The moves were praised by Mr Pascal Saint-Amans, director of OECD's Centre for Tax Policy.
"This is a very significant move. Not only has Singapore decided to streamline its practice to exchange information on request, but it also will be exchanging information automatically with the US," he told Reuters.
Baker & McKenzie.Wong & Leow's managing principal Edmund Leow said: "These steps make it clear that Singapore is not going to help tax evaders hide."
Singapore has been stepping up efforts to combat tax crimes.
In 2009, it adopted a global standard for the exchange of information for tax purposes. Since then, it has amended laws and renegotiated several tax agreements to incorporate it.
Last month, the Global Forum on Transparency and Exchange of Information for Tax Purposes said Singapore's practices were in line with the standard.
Some of the latest moves will put Singapore ahead of other financial centres, for example when it signs the OECD's Convention on Mutual Administrative Assistance in Tax Matters which allows for exchange of information. The US is a signatory but Hong Kong and Switzerland have yet to sign.
The changes will be enacted into law by the end of the year.
Thumbs up for govt measures to fight tax evasion
By Alvin Foo, The Straits Times, 15 May 2013
By Alvin Foo, The Straits Times, 15 May 2013
INDUSTRY players and experts welcomed Singapore's latest moves to strengthen its international framework for working to combat tax evasion.
The steps boost the country's credentials as an open and transparent financial centre, they said.
Singapore International Chamber of Commerce chief executive Phillip Overmyer said: "It gives us greater transparency in our financial services industry, and allows Singapore a good opportunity to align tax compliance issues.
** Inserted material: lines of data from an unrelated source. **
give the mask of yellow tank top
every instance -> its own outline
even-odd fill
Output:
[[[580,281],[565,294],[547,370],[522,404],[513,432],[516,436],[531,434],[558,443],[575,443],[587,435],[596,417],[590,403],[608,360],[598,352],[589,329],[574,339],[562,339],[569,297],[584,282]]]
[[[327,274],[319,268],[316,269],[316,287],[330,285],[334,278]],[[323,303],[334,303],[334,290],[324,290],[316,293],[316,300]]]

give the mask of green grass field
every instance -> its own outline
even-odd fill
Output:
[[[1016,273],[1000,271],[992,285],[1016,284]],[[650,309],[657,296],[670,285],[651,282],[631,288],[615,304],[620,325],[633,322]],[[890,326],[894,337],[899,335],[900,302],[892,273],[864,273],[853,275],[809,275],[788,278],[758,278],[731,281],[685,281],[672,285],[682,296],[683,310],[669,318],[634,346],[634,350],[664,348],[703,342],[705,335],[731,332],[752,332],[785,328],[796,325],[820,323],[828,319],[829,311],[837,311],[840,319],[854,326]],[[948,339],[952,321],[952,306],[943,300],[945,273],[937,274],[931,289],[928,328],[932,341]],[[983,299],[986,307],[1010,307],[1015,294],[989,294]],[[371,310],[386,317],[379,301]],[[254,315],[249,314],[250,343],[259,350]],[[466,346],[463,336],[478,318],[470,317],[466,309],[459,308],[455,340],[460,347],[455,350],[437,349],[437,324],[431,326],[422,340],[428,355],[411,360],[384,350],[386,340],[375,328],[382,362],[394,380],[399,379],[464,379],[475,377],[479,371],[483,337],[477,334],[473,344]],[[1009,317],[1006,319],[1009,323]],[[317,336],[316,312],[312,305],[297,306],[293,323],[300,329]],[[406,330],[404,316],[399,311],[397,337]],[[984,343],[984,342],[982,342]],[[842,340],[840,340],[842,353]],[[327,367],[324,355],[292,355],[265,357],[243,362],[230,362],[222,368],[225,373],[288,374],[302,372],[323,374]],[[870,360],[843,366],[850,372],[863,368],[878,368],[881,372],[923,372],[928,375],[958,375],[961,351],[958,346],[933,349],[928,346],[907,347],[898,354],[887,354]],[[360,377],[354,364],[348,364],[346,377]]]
It makes us look more like a world-class financial centre."
The Association of Banks in Singapore said: "It's consistent with Singapore's decision to make tax evasion a predicate offence to money laundering."
Singapore announced several measures aimed at cracking down on cross-border tax cheats. They include expanding the list of nations with which it can exchange information for tax-related investigations, and allowing the local tax authorities to get bank and trust information to aid other countries in investigations without first obtaining a court order.
The Government will also sign an agreement with the United States that will make it simpler for financial institutions here to comply with a new US tax law - the Foreign Account Tax Compliance Act (Fatca) - which will take effect next year.
Mr Stefano Demichelis, Kroll Advisory Solutions associate managing director, said these steps were part of efforts worldwide to clamp down on tax evasion.
The moves also complement ongoing work by the Private Banking Industry Group (PBIG) to "protect Singapore's reputation as a clean and efficient global financial centre" by promoting best practices in the sector, said Mr Deepak Sharma, chairman of Citi Private Bank Singapore and PBIG co-chair.
He added that the industry adopted a code of conduct in April 2011 and industry-sound practices in March this year to detect and report illicit flows of money.
Banks said having a model in which information is exchanged between Singapore and US agencies directly would make it easier for them to comply with Fatca.
"The agreement will benefit financial institutions by addressing local legal impediments, simplifying practical implementation and reducing the risk of being non-compliant," said Standard Chartered Bank Singapore head of compliance Wee Seng Hong.
"These enhancements will help further ease administrative aspects," said Deutsche Bank's head of asset and wealth management (Asia-Pacific) Ravi Raju.
The more robust framework also reaffirms Singapore's reputation as a financial centre with the highest standards of transparency and integrity, said Ms Koh Ching Ching, OCBC Bank's head of group corporate communications.
Chief executive officer of UBS Wealth Management Singapore Edmund Koh added: "It's critical that the regulators and all industry players work hand in hand to safeguard its reputation as a safe and well-regulated wealth management hub."